Many anatomists worked on the anatomy of the MCT, however we revisited the anterior limb to include two lamellae, i.e., the anterior and posterior [23]. The anterior lamella is the tendon of the pretarsal part of the OOM [23]. The posterior lamella is the musculotendinous junction of the preseptal and orbital parts of the OOM [23]. The anterior limb continues to the pretarsal OOM without insertion into the tarsal plate [24].

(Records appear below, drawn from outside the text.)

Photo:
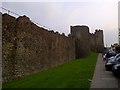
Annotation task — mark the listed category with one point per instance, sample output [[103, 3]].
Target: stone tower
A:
[[82, 37]]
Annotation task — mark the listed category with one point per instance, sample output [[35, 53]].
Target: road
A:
[[103, 78]]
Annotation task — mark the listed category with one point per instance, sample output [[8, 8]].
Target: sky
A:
[[59, 15]]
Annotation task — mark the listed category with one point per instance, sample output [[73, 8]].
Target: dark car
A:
[[110, 63], [108, 55], [116, 70]]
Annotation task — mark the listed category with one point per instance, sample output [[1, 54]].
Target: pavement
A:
[[103, 78]]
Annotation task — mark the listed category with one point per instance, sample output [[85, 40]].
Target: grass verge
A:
[[74, 74]]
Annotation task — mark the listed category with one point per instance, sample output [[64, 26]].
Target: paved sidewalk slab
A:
[[103, 78]]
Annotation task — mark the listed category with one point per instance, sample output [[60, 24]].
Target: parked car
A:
[[108, 55], [116, 70], [112, 61]]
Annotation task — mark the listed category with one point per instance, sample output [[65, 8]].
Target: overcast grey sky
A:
[[60, 15]]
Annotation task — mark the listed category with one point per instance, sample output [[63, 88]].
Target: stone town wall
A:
[[28, 48]]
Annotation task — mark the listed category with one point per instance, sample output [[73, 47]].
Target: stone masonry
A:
[[28, 48]]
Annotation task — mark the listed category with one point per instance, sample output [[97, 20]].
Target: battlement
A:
[[29, 48]]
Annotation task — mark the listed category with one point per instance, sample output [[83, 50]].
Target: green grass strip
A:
[[73, 74]]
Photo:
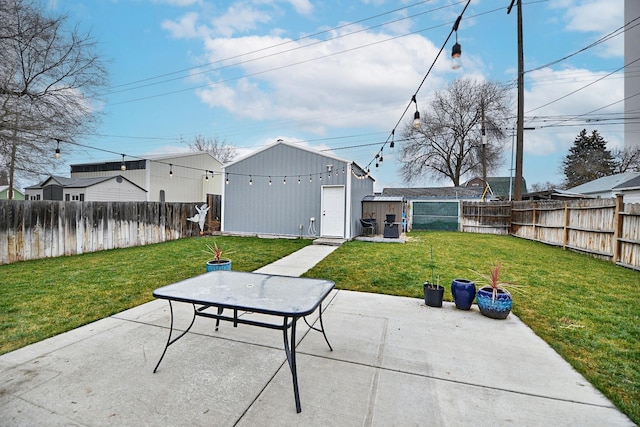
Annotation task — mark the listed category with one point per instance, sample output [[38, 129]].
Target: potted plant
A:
[[433, 292], [493, 299], [217, 263]]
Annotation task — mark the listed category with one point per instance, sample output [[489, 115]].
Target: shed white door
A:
[[332, 221]]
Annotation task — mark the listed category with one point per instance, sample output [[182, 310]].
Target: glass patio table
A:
[[285, 298]]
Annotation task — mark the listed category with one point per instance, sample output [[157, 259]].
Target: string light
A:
[[455, 53]]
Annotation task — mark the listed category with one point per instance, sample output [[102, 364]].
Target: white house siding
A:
[[285, 209], [112, 191], [188, 183]]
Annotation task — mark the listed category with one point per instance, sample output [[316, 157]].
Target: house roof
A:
[[606, 183], [79, 182], [153, 157], [633, 183], [435, 192]]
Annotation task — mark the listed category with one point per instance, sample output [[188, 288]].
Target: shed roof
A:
[[435, 192], [606, 183], [376, 198]]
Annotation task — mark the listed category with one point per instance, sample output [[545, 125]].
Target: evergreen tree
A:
[[587, 160]]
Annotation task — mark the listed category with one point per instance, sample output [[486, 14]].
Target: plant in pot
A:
[[433, 292], [217, 263], [493, 298]]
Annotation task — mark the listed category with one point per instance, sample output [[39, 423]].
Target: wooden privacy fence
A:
[[41, 229], [605, 228]]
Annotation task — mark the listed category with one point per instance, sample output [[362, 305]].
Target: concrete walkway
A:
[[396, 362]]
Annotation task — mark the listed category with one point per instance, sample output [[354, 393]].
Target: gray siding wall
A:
[[359, 189], [279, 209]]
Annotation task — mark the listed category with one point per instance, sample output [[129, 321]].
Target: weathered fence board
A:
[[42, 229], [604, 228]]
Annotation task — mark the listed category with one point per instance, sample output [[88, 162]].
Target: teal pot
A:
[[223, 264], [433, 295], [463, 291], [498, 308]]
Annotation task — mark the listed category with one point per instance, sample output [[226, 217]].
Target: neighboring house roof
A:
[[606, 183], [153, 157], [79, 182], [632, 184], [500, 185], [435, 192]]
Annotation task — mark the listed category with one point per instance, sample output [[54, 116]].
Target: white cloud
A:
[[239, 18], [185, 27], [570, 97], [303, 7], [598, 17], [362, 87]]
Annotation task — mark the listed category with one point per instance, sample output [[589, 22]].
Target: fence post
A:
[[617, 227], [565, 225]]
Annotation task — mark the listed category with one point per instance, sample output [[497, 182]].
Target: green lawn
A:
[[583, 307], [586, 309]]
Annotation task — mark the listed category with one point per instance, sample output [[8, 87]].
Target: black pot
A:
[[433, 295]]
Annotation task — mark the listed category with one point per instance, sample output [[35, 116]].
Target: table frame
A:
[[289, 321]]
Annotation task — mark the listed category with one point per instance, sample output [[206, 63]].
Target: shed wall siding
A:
[[279, 209]]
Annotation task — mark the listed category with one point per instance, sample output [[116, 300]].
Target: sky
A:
[[339, 75]]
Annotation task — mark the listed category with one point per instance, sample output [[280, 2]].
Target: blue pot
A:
[[224, 264], [496, 309], [463, 291]]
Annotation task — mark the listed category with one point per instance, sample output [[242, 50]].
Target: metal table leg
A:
[[291, 358], [169, 340], [321, 327]]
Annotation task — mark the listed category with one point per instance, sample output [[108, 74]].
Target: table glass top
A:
[[261, 293]]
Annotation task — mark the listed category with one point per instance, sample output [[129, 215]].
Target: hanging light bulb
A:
[[416, 115], [456, 51]]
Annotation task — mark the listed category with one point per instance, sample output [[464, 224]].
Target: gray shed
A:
[[290, 190]]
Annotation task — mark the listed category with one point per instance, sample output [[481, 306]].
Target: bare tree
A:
[[627, 159], [48, 75], [448, 143], [218, 149]]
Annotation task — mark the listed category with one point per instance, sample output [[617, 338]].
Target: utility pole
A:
[[517, 193], [484, 148]]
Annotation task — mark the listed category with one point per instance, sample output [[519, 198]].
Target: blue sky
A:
[[339, 74]]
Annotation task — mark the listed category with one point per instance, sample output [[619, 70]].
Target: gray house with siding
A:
[[286, 189]]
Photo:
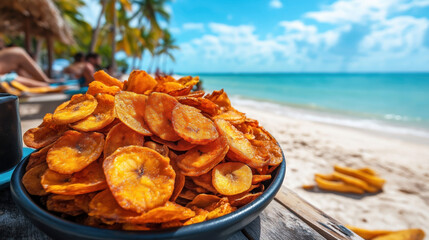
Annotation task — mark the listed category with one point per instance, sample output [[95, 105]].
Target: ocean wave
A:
[[317, 115]]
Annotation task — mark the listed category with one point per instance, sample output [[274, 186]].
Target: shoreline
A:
[[312, 147], [336, 119]]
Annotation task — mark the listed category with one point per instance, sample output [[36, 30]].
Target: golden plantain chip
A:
[[74, 151], [58, 203], [140, 82], [79, 107], [108, 80], [180, 145], [193, 126], [240, 147], [97, 87], [169, 212], [203, 201], [243, 199], [205, 181], [162, 149], [104, 206], [90, 179], [140, 178], [158, 115], [45, 134], [102, 116], [31, 180], [232, 178], [179, 181], [260, 178], [120, 136], [203, 158], [202, 104], [130, 109]]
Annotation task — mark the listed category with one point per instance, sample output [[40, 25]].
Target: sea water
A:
[[389, 102]]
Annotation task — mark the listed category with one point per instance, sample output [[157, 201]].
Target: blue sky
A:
[[299, 36]]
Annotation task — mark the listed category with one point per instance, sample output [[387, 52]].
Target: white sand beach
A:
[[312, 147]]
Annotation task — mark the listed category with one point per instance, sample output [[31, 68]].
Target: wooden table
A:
[[275, 222]]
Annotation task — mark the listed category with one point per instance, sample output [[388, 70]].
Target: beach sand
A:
[[315, 148], [312, 148]]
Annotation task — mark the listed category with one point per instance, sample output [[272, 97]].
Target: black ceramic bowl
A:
[[218, 228]]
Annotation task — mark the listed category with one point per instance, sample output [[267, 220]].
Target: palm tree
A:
[[96, 30], [166, 47], [81, 29]]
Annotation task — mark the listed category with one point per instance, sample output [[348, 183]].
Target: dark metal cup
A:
[[10, 132]]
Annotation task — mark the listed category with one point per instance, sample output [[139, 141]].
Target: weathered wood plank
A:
[[276, 222]]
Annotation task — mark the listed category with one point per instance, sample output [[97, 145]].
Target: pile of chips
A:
[[148, 154]]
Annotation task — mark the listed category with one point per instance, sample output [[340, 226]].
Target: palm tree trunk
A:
[[38, 50], [149, 69], [96, 31], [133, 63], [115, 22]]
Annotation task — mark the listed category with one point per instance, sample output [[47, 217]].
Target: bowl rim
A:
[[23, 199]]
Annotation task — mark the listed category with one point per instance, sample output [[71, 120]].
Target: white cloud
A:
[[361, 11], [193, 26], [403, 34], [276, 4], [365, 35]]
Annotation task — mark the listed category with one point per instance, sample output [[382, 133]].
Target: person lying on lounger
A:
[[16, 64]]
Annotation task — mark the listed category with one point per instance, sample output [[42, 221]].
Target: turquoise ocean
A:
[[396, 103]]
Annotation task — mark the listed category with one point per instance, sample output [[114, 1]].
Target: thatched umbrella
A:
[[39, 18]]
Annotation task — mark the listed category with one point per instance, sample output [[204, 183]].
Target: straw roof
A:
[[43, 18]]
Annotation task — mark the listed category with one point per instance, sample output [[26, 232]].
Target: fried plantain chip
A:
[[240, 147], [45, 134], [120, 136], [260, 178], [104, 206], [158, 115], [169, 212], [59, 203], [97, 87], [193, 126], [140, 82], [203, 158], [82, 201], [233, 116], [200, 216], [130, 109], [162, 149], [108, 80], [205, 181], [37, 157], [102, 116], [232, 178], [140, 178], [90, 179], [220, 98], [202, 104], [74, 151], [31, 180], [179, 181], [243, 199], [203, 201], [79, 107], [180, 145], [219, 209]]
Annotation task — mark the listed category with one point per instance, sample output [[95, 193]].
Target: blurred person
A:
[[75, 70], [93, 62], [16, 64]]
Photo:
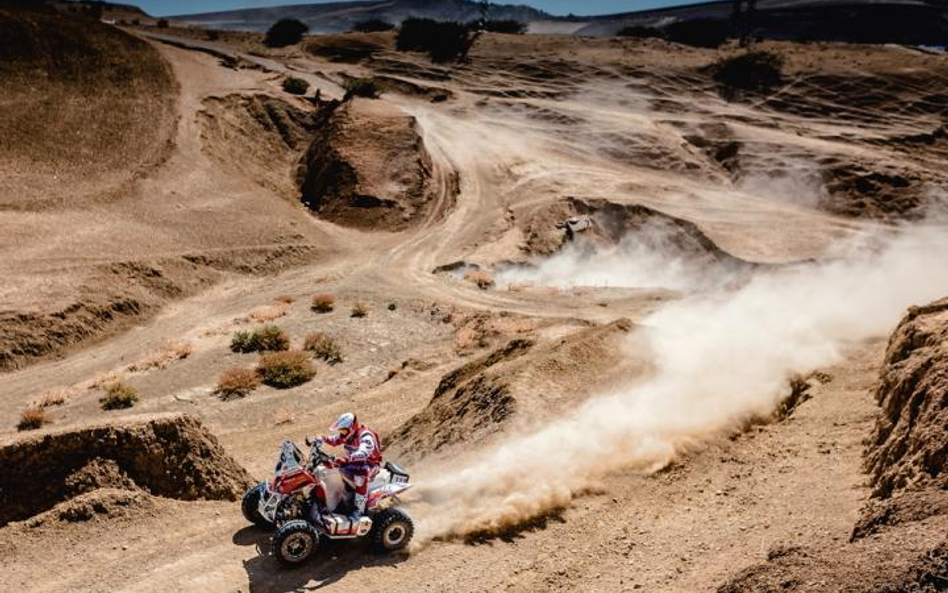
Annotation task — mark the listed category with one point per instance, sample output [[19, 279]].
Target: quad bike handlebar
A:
[[316, 454]]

The classical teaching with regards to the posterior limb is its attachment to the posterior lacrimal crest and tarsal plate and Horner’s being related to its posterior surface (Fig. 4.4) [18]. However, true fixation of the nasal aspect of the tarsal plate is performed by Horner’s muscle and the medial rectus capsulopalpebral fascia (mrCPF) [24] and not by the posterior limb of the MCT. Most researchers considered this posterior limb as a relative subsidiary structure, compared with the anterior limb [22, 25, 26], although some thought the posterior limb to have the same tough fibrous consistency as the anterior limb [27].
Fig. 4.4
Important bony landmarks in medial canthal anatomy
The Truth of the Posterior Limb of the MCT
The classical anatomical teaching has been that the medial canthus is supported by the anterior and posterior limbs of the MCT and the Horner’s muscle. The posterior limb of the medial canthal ligament, as a deep or reflected part arising from the main ligament [18, 25], was thought to be merely a thin fascial expansion [28] or simply a thin and weak structure to assist the anterior limb [26]. The posterior limb of the MCT was thought to be attached behind the lacrimal sac and contiguous with the lacrimal fascia, and thus helped to support the upper part of the lacrimal sac [25].